Change data capture realization using Spark and Sqoop
HDFS table needs to capture changes from the source RDB table. For example source RDB table has 1 million records and half of them have been changed, so we need to synchronize changed records with our HDFS database.
- We're going to use Sqoop in incremental mode to import only those records that were modified
- We will store modified records in parquet file
- Using Spark SQL, create new tables: one for extracted data and another for updated original table.
- Using Spark SQL, insert unchanged data merged with modified data using LEFT JOIN
- Installed Spark and Sqoop
- JDBC driver for Sqoop
- Running hadoop cluster
- Running spark-shell
Standart template for sqoop import as parquet file:
sqoop import --connect <your jdbc driver with DB> --username <username> --password <password> --table <table name> --target-dir <path to HDFS directory> --as-parquetfile
Sqoop incremental import can capture both new and modified records. If we need to import new records, we need to add next parameter:
--check-column <name of column> --incremental append --last-value <value of the last record, that wasn't changed>
If we need to capture updates:
--check-column <name of column> --incremental lastmodified --last-value <value of the last record, that wasn't changed>
We can save our incremental import command for multiple usage without specifying --last-value attribute. Example:
sqoop job --create MY_JOB_NAME --import --connect
etc.
Sqoop will identify last-value attribute on first run and will change it if there will be larger value, so we don't need to specify it manually. To execute job run
sqoop job --exec JOB_NAME
Let our original table be called Customers. After sqoop operation there will be parquet file with changed data. To make updated variant of original table, follow next steps.

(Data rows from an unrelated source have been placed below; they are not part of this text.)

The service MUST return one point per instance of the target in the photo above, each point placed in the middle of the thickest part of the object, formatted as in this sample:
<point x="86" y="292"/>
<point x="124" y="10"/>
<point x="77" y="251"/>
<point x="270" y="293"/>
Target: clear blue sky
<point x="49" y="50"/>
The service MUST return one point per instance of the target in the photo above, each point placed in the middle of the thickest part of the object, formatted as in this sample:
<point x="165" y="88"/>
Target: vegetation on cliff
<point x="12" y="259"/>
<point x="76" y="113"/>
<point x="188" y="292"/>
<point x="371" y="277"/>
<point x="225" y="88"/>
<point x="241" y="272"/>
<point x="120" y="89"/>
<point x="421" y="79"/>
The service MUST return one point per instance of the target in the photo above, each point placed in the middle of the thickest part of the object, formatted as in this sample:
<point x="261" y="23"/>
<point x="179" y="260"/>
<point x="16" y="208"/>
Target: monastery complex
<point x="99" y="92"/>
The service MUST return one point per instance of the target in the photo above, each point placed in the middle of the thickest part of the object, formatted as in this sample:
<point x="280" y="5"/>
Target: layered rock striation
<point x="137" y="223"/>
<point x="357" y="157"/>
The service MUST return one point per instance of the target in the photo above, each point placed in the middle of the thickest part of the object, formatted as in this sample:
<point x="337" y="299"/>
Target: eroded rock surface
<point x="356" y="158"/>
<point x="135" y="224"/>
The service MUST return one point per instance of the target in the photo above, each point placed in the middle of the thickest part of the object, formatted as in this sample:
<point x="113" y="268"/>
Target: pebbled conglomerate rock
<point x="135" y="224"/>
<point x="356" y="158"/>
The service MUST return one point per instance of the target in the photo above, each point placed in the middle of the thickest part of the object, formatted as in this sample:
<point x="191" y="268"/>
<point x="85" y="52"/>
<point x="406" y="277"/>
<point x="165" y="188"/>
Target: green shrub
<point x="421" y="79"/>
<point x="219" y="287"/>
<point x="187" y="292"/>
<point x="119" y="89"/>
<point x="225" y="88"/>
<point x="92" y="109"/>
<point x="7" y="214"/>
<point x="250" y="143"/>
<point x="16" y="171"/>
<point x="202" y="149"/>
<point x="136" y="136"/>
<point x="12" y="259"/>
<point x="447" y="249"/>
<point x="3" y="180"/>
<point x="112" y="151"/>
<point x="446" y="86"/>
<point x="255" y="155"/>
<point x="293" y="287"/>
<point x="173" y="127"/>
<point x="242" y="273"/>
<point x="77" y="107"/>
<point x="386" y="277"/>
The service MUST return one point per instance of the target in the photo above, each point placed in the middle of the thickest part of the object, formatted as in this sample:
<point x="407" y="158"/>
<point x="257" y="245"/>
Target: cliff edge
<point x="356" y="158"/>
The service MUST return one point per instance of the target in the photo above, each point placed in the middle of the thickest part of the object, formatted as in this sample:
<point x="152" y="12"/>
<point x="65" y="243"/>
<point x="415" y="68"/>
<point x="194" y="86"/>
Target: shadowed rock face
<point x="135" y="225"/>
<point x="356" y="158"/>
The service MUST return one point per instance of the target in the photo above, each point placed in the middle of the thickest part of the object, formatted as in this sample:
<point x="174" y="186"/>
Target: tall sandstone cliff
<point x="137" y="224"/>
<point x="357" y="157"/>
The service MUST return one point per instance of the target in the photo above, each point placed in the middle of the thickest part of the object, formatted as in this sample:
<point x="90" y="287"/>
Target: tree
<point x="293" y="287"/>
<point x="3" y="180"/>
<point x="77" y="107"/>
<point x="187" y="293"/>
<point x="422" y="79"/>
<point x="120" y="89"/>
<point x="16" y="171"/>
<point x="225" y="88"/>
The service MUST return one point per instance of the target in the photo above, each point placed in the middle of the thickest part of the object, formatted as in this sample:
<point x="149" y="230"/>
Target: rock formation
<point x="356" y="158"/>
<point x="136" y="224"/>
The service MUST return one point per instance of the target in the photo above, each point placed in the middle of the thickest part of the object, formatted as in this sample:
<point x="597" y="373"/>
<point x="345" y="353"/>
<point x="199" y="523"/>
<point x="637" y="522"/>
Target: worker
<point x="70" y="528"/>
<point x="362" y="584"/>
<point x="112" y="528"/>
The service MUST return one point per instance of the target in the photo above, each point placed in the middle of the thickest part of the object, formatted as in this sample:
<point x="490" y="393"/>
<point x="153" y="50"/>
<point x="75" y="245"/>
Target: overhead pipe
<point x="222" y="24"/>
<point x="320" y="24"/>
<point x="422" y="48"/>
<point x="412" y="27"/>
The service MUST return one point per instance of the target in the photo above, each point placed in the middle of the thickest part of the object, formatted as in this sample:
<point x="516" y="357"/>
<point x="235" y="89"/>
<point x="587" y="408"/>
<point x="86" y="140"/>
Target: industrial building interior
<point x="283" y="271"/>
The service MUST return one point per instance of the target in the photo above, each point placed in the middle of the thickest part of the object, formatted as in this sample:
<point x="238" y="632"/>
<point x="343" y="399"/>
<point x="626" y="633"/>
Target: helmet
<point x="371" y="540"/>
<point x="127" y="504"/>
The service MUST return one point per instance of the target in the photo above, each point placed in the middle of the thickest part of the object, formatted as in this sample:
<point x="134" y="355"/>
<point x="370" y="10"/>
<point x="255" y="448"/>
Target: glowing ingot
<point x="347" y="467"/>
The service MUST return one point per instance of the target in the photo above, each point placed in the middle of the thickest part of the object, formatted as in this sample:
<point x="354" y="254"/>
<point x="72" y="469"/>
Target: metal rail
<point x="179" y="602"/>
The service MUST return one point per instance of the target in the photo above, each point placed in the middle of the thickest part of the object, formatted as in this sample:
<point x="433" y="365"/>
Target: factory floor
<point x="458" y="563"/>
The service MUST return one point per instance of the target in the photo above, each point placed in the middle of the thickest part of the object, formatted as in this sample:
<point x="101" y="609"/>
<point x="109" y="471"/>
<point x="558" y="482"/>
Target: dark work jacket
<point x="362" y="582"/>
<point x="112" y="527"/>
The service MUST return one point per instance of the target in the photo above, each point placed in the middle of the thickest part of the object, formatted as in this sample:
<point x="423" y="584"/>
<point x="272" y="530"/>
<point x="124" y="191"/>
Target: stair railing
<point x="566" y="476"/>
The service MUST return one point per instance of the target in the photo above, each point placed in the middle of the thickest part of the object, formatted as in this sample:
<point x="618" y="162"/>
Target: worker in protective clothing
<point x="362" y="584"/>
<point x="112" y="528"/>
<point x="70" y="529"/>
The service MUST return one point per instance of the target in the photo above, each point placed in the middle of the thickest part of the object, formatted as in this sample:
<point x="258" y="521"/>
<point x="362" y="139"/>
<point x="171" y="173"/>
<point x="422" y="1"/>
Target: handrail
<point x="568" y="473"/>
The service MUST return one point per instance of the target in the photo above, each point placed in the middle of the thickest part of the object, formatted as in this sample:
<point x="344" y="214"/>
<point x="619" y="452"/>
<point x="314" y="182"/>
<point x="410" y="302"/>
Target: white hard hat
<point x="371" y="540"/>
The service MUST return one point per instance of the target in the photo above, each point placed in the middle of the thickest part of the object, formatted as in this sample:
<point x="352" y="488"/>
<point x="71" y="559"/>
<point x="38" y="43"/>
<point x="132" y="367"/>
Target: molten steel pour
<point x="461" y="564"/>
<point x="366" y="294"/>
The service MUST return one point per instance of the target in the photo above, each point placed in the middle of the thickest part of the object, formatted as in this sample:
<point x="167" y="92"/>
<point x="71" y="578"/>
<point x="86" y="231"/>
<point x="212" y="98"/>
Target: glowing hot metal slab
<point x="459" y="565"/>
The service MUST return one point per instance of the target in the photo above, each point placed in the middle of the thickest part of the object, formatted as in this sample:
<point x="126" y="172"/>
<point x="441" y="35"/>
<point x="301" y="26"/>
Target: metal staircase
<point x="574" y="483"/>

- Create temporary table called customers_extract
val parquetFile = sqlContext.read.parquet("path/to/your/parquet")
parquetFile.registerTempTable("customers_extract")
- Create table called customers_updated, where we will merge updates and original table
sql = "DROP TABLE if exists customers_updated"
sqlContext.sql(sql)
sql = "CREATE TABLE customers_updated ( cust_no int ,birth_date date ,first_name string ,last_name string ,gender string ,join_date date ,created_date timestamp ,modified_date timestamp ) STORED AS PARQUET"
sqlContext.sql(sql)
- Insert data into customers_updated
sql = "INSERT INTO TABLE customer_update_spark SELECT a.cust_no, a.birth_date, a.first_name, a.last_name, a.gender, a.join_date, a.created_date, a.modified_date FROM customer a LEFT OUTER JOIN customer_extract b ON a.cust_no = b.cust_no WHERE b.cust_no IS NULL"
sqlContext.sql(sql)